Transparency key to successful AI adoption for financial services

The adoption of AI for use in financial services decision-making systems without sufficient transparency could undermine public trust, regulatory compliance and risk management, warns a new report from CFA Institute.

The report, Explainable AI in finance: addressing the needs of diverse stakeholders, examines the growing complexity of AI systems such as those used in credit scoring, investment management, insurance underwriting, and fraud detection. It makes the case for “explainable AI”, a class of techniques designed to make AI decision-making transparent, auditable, and aligned with human understanding.
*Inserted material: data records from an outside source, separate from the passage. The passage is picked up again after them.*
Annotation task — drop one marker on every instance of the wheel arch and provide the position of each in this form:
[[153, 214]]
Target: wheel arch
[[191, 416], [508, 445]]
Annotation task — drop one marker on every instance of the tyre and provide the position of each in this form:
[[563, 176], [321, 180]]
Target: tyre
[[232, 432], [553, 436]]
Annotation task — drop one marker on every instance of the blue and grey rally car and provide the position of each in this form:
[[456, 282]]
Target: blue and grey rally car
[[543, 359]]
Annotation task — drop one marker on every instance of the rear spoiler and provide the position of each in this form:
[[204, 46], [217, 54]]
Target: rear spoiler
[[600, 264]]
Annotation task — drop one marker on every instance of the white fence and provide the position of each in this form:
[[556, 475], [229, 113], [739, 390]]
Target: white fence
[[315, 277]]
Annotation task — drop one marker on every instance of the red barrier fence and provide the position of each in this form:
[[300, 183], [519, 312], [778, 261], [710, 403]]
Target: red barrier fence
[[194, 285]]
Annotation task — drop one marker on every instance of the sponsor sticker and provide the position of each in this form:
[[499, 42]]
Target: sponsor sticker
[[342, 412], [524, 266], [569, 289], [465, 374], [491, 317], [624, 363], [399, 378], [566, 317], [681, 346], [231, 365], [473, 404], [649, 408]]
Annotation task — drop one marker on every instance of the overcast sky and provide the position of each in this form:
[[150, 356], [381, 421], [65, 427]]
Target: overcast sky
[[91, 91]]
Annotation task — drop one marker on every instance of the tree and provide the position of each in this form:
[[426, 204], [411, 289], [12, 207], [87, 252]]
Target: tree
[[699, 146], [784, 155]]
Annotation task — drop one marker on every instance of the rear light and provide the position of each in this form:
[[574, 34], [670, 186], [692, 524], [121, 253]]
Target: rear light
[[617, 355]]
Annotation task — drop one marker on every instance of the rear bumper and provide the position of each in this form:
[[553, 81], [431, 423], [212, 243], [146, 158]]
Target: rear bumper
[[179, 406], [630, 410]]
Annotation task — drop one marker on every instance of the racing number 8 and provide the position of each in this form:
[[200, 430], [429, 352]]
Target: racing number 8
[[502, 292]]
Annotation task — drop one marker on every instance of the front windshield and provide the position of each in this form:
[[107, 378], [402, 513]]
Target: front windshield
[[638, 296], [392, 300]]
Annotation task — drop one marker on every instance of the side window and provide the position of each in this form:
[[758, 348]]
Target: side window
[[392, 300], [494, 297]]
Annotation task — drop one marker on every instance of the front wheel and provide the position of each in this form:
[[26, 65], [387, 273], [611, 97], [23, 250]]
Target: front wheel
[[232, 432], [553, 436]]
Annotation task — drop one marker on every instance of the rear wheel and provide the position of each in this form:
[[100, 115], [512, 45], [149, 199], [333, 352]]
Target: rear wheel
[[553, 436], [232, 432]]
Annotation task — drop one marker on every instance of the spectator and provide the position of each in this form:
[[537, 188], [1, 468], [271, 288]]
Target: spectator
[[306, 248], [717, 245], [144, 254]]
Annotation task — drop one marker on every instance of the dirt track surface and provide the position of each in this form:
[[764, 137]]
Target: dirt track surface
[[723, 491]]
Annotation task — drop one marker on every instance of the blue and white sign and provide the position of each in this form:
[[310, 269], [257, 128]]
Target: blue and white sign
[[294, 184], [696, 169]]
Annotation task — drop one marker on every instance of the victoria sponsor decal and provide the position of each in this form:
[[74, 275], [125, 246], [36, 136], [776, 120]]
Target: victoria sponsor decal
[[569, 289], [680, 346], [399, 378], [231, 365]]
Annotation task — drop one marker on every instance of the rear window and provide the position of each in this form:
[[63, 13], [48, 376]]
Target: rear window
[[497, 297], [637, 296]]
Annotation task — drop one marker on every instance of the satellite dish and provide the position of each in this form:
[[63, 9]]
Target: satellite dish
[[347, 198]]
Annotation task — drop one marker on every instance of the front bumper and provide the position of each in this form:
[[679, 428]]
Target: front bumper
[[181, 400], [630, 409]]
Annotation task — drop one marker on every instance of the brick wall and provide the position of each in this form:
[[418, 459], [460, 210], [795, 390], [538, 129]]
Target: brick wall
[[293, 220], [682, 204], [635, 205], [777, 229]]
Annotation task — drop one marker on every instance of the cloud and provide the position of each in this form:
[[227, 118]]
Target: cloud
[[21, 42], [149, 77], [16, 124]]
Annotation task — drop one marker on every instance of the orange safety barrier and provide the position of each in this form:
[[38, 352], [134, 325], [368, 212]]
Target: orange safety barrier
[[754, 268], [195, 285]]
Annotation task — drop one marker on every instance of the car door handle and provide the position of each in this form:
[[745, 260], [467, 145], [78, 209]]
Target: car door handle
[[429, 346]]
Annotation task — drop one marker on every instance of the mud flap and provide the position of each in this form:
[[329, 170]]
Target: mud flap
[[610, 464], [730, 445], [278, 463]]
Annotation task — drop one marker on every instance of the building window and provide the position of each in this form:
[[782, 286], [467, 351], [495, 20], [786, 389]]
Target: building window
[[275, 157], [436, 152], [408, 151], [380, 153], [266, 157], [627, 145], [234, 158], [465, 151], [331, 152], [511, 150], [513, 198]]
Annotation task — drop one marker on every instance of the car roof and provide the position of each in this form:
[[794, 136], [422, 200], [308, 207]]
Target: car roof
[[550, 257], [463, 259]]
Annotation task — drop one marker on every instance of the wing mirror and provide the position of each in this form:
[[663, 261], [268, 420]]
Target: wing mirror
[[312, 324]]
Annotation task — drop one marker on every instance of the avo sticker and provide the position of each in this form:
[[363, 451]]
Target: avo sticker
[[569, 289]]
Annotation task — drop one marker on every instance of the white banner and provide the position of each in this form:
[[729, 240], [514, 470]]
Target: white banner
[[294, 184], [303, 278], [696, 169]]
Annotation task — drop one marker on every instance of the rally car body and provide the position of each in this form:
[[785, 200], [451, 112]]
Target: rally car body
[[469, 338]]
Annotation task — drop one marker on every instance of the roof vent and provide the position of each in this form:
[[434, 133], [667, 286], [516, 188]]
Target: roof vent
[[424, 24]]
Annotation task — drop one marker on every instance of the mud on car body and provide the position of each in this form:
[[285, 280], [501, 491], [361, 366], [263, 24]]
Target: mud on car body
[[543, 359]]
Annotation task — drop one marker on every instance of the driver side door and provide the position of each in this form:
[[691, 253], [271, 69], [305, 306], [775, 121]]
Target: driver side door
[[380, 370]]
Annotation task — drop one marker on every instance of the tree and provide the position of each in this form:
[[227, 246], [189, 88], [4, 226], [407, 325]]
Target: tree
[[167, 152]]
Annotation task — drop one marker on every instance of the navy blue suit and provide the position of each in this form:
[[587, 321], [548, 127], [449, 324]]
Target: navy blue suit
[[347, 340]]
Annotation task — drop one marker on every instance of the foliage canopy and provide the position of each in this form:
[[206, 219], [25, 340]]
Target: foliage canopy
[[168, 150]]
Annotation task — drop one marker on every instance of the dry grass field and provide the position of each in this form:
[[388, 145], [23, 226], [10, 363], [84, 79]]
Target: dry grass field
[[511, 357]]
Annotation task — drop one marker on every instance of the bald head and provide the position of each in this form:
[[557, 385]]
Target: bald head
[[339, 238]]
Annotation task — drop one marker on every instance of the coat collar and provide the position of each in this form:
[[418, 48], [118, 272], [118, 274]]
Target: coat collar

Dr. Cheryll-Ann Wilson, the report’s author and a senior affiliate researcher at CFA Institute, said: “AI systems are no longer working quietly in the background, they are influencing high-stakes financial decisions that affect consumers, markets, and institutions.
“If we can’t explain how these systems work – or worse, if we misunderstand them – we risk creating a crisis of confidence in the very technologies meant to improve financial decision-making.”

The report emphasises that different stakeholders, regulators, risk managers, investment professionals, developers, and clients, require different kinds of explanations. By mapping specific explainability needs to distinct user roles, the study introduces a framework to embed transparency into AI deployment across the financial value chain.

Among the report’s key recommendations are the development of global standards and benchmarks for measuring the quality of AI explanations, and the promotion of real-time explainability in AI systems used for fast-paced financial decisions.

As regulatory momentum builds, with frameworks like the EU AI Act and the UK’s own regulatory initiatives in development, CFA Institute calls on financial institutions to move proactively. Rhodri Preece, senior head of research at CFA Institute, added: “This is not about slowing down innovation; it’s about implementing it responsibly. We must ensure that AI systems not only perform well but also earn the trust of those who rely on them.”